This is my recent column in the New Zealand Herald, which is published in the digital “Premium” edition every Thursday…
Since watching a particularly awful game of rugby, Kyle MacDonald has pondered how we react to loss and are led by our national team.
Eight years ago the mental wellbeing of our nation hung on a rugby game. Or at least so we were told. I remember it very clearly: The night of October 23, 2011, I was sitting hundreds of feet in the air on temporary seating made of scaffold – and with 15 minutes to go – watching 60,000 people teeter on the edge of a collective nervous breakdown.
It was, without question, one of the most awful games of rugby I’ve ever watched. And since it I’ve pondered if things would’ve been different if we’d lost.
This collective neurosis we all seem so enthralled by since the despair of 2007, was it all just clever marketing hype? Did winning at all costs matter that much to us?
In 2011, of course, we were told how the All Blacks used “mental skills” trainers to overcome pressure, and how the culture had changed away from heavy drinking and the hierarchical, at times bullying, team traditions.
The changes were seen as inevitable in the professional era. But it was more than that. It was a culture change, even a generational change.
And now, eight short years later, the All Blacks use words like “vulnerability”. In the last weeks we’ve seen All Black hooker Dane Coles unashamedly cry at a press conference, subsequent to the loss to England. Steve Hansen too was visibly emotional the end of the tournament as he spoke about the “privilege” it has been to coach the team for so long.

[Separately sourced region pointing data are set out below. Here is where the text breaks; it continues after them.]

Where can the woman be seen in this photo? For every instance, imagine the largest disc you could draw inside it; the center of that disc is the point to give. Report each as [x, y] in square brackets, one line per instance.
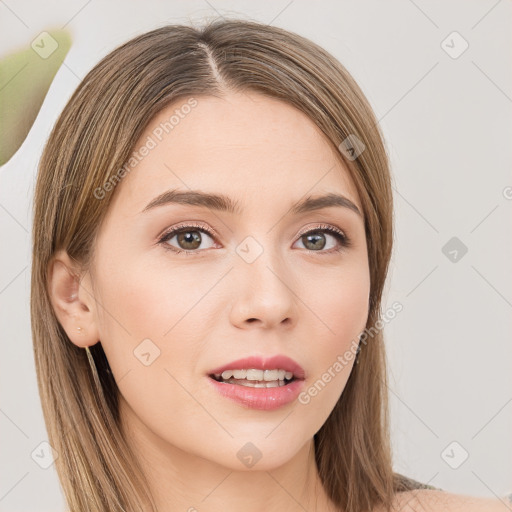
[212, 232]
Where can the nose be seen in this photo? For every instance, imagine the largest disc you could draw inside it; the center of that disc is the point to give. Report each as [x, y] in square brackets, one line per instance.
[263, 293]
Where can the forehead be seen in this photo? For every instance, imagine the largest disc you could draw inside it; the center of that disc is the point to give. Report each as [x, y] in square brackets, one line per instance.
[250, 147]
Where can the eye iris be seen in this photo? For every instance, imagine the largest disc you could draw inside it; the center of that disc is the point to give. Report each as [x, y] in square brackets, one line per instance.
[191, 239]
[314, 238]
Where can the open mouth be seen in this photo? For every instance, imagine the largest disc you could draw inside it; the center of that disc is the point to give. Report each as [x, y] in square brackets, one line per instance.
[255, 378]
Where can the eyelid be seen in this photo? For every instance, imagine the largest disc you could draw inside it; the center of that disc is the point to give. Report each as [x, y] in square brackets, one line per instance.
[344, 240]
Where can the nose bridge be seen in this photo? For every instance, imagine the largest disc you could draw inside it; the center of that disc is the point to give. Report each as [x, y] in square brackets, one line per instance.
[264, 290]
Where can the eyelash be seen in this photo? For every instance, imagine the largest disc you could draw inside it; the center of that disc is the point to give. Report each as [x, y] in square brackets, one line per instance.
[342, 238]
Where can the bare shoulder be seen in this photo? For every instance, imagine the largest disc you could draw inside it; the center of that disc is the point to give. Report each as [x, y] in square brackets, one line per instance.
[426, 500]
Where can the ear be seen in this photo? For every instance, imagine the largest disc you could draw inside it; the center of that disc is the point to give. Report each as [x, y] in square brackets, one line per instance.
[72, 300]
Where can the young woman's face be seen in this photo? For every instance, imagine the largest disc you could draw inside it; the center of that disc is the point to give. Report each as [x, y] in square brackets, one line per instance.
[266, 280]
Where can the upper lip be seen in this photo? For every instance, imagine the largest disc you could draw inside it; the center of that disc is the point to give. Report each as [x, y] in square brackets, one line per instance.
[259, 363]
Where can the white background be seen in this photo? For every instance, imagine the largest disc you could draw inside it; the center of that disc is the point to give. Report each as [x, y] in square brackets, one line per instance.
[448, 128]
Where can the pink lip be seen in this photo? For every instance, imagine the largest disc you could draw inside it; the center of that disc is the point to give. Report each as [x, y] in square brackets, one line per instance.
[265, 399]
[258, 363]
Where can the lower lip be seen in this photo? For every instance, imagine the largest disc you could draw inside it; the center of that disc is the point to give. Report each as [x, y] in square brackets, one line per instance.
[265, 399]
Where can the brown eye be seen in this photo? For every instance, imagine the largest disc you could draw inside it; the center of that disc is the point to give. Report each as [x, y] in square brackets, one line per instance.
[188, 238]
[314, 241]
[319, 239]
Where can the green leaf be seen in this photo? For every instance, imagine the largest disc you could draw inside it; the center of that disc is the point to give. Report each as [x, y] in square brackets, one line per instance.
[25, 77]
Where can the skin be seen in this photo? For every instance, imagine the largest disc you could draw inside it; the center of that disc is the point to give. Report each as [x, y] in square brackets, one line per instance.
[307, 304]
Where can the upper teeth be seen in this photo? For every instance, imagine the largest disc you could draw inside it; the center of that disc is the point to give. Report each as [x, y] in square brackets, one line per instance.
[254, 374]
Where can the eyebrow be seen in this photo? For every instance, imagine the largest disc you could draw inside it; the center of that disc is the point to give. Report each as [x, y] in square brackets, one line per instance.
[224, 203]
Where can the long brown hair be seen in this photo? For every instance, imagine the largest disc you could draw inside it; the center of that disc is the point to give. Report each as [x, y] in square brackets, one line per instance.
[92, 139]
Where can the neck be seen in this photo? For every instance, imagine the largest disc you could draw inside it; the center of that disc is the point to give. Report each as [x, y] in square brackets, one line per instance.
[183, 481]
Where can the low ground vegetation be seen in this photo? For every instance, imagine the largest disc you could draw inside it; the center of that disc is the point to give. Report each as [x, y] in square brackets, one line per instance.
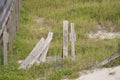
[38, 17]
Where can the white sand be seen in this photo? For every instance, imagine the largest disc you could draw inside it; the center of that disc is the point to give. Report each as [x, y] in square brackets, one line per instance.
[102, 74]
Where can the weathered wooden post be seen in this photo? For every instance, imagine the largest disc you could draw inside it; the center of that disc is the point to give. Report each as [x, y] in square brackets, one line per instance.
[65, 39]
[44, 54]
[5, 41]
[72, 39]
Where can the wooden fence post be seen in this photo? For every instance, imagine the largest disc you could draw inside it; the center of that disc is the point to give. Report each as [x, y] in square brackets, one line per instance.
[44, 54]
[5, 41]
[72, 39]
[65, 39]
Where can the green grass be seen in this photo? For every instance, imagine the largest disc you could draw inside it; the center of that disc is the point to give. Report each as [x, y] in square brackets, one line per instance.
[38, 17]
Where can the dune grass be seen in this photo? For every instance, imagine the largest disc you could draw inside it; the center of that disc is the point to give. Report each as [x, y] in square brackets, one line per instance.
[38, 17]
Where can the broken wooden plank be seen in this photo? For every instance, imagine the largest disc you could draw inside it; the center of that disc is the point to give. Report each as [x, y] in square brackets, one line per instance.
[31, 55]
[34, 55]
[65, 39]
[72, 39]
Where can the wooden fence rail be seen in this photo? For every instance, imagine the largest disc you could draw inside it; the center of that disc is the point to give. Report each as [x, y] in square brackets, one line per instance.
[9, 18]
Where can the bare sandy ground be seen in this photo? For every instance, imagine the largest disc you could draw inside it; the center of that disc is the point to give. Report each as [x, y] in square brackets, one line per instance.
[102, 74]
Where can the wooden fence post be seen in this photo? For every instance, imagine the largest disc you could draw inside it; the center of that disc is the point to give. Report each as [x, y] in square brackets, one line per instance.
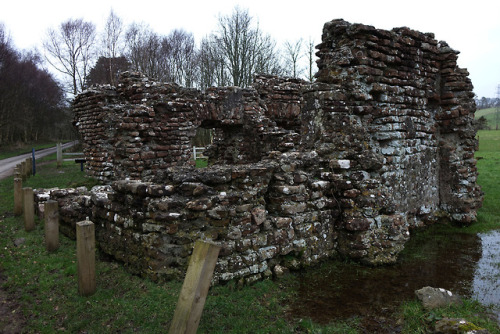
[85, 254]
[29, 209]
[29, 167]
[59, 155]
[195, 288]
[23, 170]
[51, 213]
[18, 196]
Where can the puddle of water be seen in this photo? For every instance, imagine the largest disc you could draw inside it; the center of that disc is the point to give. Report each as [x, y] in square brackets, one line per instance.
[463, 263]
[486, 283]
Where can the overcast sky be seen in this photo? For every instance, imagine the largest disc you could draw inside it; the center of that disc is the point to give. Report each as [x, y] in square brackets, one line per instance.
[471, 27]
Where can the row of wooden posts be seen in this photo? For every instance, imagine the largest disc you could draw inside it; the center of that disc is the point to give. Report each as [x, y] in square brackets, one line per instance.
[198, 277]
[85, 231]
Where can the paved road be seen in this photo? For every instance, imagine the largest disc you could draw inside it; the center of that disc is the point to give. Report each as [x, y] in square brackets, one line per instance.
[7, 165]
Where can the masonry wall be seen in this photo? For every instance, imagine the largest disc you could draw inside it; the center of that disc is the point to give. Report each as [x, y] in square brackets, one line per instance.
[381, 143]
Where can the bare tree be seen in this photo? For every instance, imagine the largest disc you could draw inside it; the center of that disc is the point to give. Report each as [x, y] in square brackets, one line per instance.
[211, 65]
[293, 54]
[180, 58]
[70, 50]
[143, 50]
[112, 42]
[241, 48]
[31, 101]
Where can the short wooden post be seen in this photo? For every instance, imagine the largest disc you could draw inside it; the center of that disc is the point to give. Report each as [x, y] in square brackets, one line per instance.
[18, 196]
[29, 167]
[195, 288]
[23, 170]
[51, 213]
[85, 253]
[59, 155]
[29, 209]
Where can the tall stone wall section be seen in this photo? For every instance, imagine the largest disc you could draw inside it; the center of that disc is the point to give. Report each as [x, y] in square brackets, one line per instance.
[381, 143]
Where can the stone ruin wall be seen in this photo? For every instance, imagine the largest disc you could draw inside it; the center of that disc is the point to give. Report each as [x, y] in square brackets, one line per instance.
[381, 143]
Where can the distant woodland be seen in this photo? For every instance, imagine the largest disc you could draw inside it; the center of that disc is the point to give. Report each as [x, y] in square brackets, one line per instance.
[34, 105]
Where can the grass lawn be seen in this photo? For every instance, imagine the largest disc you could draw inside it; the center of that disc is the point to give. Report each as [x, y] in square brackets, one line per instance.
[12, 151]
[490, 115]
[46, 287]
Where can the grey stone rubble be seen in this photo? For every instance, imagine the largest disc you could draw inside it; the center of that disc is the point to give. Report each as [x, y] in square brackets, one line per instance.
[381, 143]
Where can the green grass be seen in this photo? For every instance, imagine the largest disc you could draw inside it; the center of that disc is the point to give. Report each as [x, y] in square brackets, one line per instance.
[12, 151]
[45, 284]
[490, 115]
[488, 165]
[46, 287]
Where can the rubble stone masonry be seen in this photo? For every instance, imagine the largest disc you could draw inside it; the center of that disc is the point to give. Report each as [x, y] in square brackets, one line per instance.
[382, 142]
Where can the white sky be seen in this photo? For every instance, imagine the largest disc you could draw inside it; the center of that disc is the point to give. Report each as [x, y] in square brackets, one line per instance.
[471, 27]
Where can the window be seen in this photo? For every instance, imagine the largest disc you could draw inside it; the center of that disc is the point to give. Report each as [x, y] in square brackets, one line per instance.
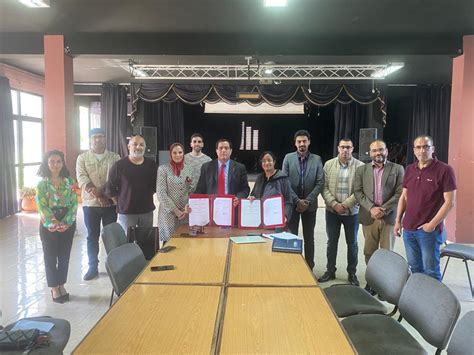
[89, 117]
[28, 132]
[249, 138]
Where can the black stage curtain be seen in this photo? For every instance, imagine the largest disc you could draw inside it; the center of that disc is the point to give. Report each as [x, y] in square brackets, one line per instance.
[348, 120]
[8, 200]
[169, 119]
[113, 116]
[431, 108]
[276, 95]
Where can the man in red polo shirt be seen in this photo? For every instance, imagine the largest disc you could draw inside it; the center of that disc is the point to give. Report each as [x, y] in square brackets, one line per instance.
[429, 189]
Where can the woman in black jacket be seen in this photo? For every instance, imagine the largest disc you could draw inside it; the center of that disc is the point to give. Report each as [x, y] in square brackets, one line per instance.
[272, 182]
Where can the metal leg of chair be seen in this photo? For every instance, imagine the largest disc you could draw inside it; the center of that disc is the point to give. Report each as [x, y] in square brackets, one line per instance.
[392, 313]
[469, 277]
[445, 267]
[111, 298]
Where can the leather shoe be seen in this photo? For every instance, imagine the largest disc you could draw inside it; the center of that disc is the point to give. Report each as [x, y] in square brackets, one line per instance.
[91, 274]
[58, 299]
[370, 290]
[327, 276]
[352, 278]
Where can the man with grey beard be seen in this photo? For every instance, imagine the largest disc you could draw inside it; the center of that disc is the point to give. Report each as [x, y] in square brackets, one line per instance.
[132, 183]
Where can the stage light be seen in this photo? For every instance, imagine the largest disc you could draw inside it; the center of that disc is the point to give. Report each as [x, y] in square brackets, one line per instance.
[275, 3]
[389, 69]
[35, 3]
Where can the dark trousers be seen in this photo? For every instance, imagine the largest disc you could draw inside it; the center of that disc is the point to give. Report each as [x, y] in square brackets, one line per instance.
[57, 250]
[333, 231]
[92, 218]
[308, 219]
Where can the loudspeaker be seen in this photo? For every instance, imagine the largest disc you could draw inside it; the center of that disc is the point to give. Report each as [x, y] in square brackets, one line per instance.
[366, 136]
[151, 140]
[163, 157]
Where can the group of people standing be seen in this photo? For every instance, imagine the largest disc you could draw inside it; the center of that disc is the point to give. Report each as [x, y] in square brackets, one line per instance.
[376, 195]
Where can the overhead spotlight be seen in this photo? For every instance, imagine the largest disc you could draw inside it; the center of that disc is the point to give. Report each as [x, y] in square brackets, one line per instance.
[35, 3]
[267, 69]
[389, 69]
[275, 3]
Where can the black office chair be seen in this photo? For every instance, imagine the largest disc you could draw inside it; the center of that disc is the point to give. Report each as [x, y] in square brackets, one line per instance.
[387, 272]
[426, 304]
[123, 265]
[459, 251]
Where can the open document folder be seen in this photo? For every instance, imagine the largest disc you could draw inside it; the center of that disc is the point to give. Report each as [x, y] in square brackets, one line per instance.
[266, 213]
[248, 239]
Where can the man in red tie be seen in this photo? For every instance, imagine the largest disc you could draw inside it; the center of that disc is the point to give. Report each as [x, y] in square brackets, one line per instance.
[224, 176]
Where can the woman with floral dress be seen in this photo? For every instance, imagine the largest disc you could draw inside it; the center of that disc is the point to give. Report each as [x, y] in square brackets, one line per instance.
[57, 205]
[173, 185]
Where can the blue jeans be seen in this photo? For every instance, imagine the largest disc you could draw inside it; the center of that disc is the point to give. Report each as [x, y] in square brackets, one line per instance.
[333, 230]
[92, 218]
[422, 251]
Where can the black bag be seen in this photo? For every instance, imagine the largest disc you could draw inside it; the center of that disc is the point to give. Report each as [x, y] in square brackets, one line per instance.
[18, 339]
[147, 238]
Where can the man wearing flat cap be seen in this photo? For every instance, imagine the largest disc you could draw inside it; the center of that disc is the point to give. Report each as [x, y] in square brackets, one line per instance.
[92, 168]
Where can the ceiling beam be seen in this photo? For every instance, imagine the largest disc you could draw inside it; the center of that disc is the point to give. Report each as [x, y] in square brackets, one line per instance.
[222, 44]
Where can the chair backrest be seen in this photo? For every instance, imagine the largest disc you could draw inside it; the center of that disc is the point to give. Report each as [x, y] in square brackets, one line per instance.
[123, 264]
[113, 236]
[387, 273]
[430, 307]
[462, 341]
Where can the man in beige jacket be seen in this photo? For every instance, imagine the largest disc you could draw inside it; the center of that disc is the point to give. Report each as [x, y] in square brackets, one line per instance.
[92, 169]
[341, 208]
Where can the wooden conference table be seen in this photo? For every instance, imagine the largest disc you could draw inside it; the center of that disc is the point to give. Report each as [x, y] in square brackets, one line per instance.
[221, 298]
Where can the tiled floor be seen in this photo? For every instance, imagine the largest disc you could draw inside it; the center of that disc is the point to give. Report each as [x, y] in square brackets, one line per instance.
[23, 290]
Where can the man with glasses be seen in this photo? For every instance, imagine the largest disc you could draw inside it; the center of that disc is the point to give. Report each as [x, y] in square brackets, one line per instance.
[224, 176]
[341, 208]
[429, 190]
[305, 170]
[196, 158]
[92, 168]
[132, 183]
[377, 187]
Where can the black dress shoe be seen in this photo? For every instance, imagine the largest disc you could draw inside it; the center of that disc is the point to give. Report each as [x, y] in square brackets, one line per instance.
[327, 276]
[91, 274]
[59, 299]
[352, 278]
[370, 290]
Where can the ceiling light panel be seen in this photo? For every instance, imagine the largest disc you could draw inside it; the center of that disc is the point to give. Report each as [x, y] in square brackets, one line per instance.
[275, 3]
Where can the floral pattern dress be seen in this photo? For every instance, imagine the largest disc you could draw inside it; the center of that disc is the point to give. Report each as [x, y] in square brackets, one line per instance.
[51, 199]
[173, 192]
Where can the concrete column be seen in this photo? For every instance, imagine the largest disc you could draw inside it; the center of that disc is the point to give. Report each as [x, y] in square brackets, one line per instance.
[460, 221]
[61, 129]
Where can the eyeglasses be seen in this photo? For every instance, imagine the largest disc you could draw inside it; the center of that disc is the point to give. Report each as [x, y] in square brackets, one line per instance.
[420, 147]
[378, 150]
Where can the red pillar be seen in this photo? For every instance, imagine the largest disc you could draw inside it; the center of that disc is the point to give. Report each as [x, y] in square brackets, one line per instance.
[60, 127]
[460, 221]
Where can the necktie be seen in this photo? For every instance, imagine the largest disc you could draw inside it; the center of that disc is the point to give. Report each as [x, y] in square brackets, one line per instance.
[221, 181]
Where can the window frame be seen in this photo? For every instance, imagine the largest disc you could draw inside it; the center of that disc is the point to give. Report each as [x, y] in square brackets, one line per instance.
[19, 118]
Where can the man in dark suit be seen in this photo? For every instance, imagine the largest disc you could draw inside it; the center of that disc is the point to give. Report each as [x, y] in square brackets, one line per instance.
[223, 176]
[377, 187]
[306, 174]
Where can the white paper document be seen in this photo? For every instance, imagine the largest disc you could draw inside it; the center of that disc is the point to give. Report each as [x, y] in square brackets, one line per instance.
[282, 235]
[273, 211]
[222, 211]
[199, 215]
[250, 213]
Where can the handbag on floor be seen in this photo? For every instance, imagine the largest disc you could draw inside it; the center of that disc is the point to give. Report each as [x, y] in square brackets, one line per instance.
[20, 339]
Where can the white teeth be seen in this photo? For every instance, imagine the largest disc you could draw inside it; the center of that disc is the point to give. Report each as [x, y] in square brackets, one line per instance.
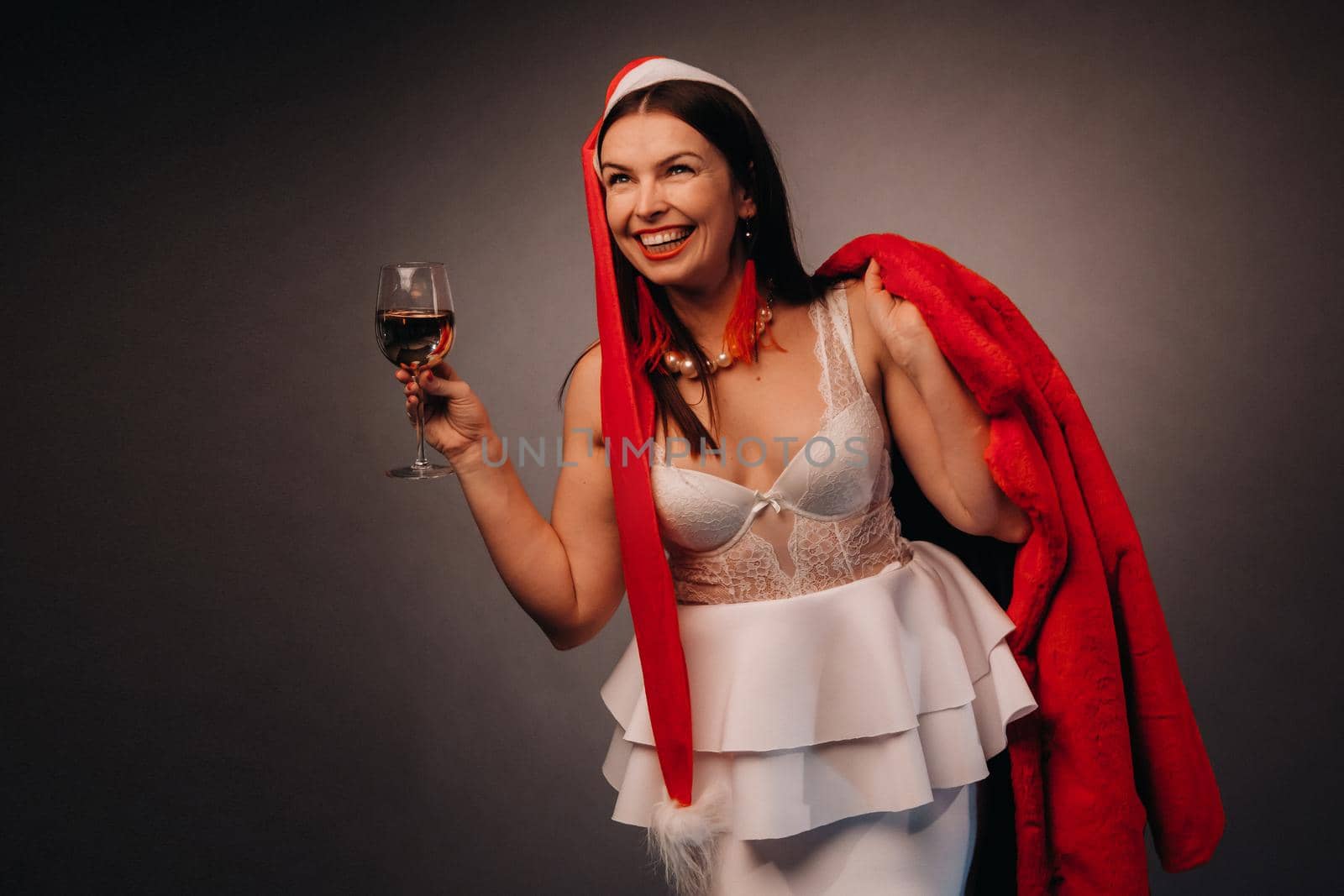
[665, 235]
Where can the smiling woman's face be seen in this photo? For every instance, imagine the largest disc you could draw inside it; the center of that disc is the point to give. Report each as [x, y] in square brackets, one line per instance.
[671, 201]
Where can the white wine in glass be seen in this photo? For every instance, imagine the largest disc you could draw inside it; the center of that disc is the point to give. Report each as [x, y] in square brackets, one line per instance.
[414, 325]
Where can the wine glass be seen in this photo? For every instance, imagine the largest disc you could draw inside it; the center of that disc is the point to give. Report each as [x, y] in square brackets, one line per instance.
[413, 320]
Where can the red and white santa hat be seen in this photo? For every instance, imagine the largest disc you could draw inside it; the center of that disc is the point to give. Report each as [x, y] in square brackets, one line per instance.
[628, 414]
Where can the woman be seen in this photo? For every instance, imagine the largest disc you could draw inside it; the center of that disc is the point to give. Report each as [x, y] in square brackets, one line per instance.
[847, 684]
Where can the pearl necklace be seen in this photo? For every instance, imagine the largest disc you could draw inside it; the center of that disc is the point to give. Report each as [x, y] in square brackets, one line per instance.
[678, 363]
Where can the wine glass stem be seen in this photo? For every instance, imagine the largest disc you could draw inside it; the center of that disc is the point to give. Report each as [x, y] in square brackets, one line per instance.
[420, 429]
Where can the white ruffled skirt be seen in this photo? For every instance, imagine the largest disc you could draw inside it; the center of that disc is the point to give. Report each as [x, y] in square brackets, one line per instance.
[846, 705]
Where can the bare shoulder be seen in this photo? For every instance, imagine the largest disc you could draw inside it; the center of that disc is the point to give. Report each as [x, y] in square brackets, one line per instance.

And yes, we lost, and yet the sun still came up. But more importantly we lost, and were allowed to talk openly about how we felt.
In an interview before the finals, Kieran Read shared his desire as captain to break down the old school mentality, and yes be more open, vulnerable and inclusive:
“Consciously, in recent times I have come to realise this generation are potentially more emotionally charged and fluctuate more than perhaps me and guys older than me because you never really had those opportunities to be that way when you were growing up.”
Read, along with senior players such as Sonny-Bill Williams, TJ Perenara and Ardie Savea, have embraced the change because it has made them better players and – dare I say – better husbands, fathers and men.
As I get older, it can be so easy to forget how young so many of our sporting super stars are. They are inevitably of a different generation.
But perhaps we should all take our lead from the now ex-All Black captain. Rather than deriding “millennials” or “Gen Zs”, realise instead we can learn something when we take the time to listen.
Because we learn more about a person’s true character by how they act when they lose, not how they act when they win.
In losing the All Blacks showed a whole new generation of young men how to not be ashamed of feelings, how to lose gracefully, and how pick your self up and keep going in the face of adversity.
Even without the Webb Ellis Trophy, these young men are champions in my book.